Venezuela bate recorde de protestos: 4.116 em 3 meses

Segundo instituição, houve um aumento de 3.483 manifestações frente ao mesmo período de 2013

iG Minas Gerais |

Abuso. 
Os últimos três meses tiveram tantas manifestações no país quanto todo o ano de 2013, quando foram registrados 4.410 atos
Fernando Llano
Abuso. Os últimos três meses tiveram tantas manifestações no país quanto todo o ano de 2013, quando foram registrados 4.410 atos

Caracas, Venezuela. Os 4.116 protestos registrados nos três primeiros meses do ano na Venezuela fizeram do trimestre o líder em número de manifestações no país nos últimos 10 anos – um aumento de 3.483 protestos em relação ao mesmo período de 2013. De acordo com o Observatório Venezuelano de Conflito Social (SVCO), apenas em março foram 1.423 protestos, 31% deles reprimidos com violência por grupos paramilitares pró-governo.

Os números, publicados nesta quarta-feira, revelam que, em três meses, foi registrado quase o equivalente a um de ano de manifestações em 2013 (4.410), e mais de 50% dos doze meses de 2012, ano de alta tensão social e, até então, o mais violento da última década.

Ainda de acordo com a pesquisa, grupos paramilitares atuaram com permissividade e em coordenação com funcionários do Estado, o que é negado pelo governo de Nicolás Maduro.
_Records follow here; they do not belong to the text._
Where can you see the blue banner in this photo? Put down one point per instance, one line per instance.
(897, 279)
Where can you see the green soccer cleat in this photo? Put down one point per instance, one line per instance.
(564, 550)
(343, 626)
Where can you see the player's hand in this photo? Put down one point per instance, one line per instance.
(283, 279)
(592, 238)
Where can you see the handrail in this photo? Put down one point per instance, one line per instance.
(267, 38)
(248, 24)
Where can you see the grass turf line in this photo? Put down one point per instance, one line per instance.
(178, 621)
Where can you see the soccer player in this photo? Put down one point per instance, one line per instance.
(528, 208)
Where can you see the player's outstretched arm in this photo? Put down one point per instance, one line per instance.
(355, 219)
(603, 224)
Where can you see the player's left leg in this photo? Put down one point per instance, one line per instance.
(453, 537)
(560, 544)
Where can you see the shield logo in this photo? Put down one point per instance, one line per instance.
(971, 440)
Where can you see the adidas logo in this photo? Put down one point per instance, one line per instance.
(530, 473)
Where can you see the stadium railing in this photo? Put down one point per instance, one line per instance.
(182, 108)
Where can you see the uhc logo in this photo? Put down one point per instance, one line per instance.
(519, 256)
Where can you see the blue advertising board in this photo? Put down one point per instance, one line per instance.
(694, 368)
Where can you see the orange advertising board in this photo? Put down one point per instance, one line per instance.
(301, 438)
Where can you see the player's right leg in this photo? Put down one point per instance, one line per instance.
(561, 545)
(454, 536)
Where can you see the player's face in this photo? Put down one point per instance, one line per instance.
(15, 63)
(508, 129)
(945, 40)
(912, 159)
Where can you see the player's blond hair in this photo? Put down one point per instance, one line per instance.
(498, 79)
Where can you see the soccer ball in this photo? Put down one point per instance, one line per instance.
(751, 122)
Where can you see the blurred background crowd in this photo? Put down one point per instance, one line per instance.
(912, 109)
Diante do aumento da violência, nesta quarta-feira, o governo venezuelano formalmente convidou o secretário de Estado do Vaticano e ex-núncio na Venezuela, Pietro Parolin, para mediar as negociações com a oposição.

CRIMES CONTRA Humanidade. Deputados latino-americanos pediram ontem, em Madri, na Espanha, novas adesões a uma denúncia apresentada ao Tribunal Penal Internacional (TPI), em Haia, contra o presidente da Venezuela, Nicolás Maduro, por crimes contra a humanidade. A denúncia já teria a assinatura de parlamentares de oito países, inclusive do Brasil, segundo o jornal “O Globo”.

“Esperamos que parlamentares da Espanha, da Europa e de outros países do mundo se unam a essa causa”, afirmou a deputada peruana Cecilia Chacón em entrevista coletiva ao lado dos colegas Adrián Oliva, da Bolívia, e Cornelia Schmidt, da Argentina, todos da oposição conservadora aos respectivos governos.

A denúncia foi apresentada em Haia na segunda-feira. Segundo o documento, “torturas, assassinatos, prisões e perseguição no marco de uma ação sistemática e generalizada contra a população civil” durante a onda de manifestações contra o governo venezuelano iniciada em fevereiro constituem crimes contra a humanidade de Maduro e outros membros de sua administração.

A denúncia é firmada por 198 deputados de Argentina, Bolívia, Brasil, Chile, Colômbia, El Salvador, Peru e Uruguai.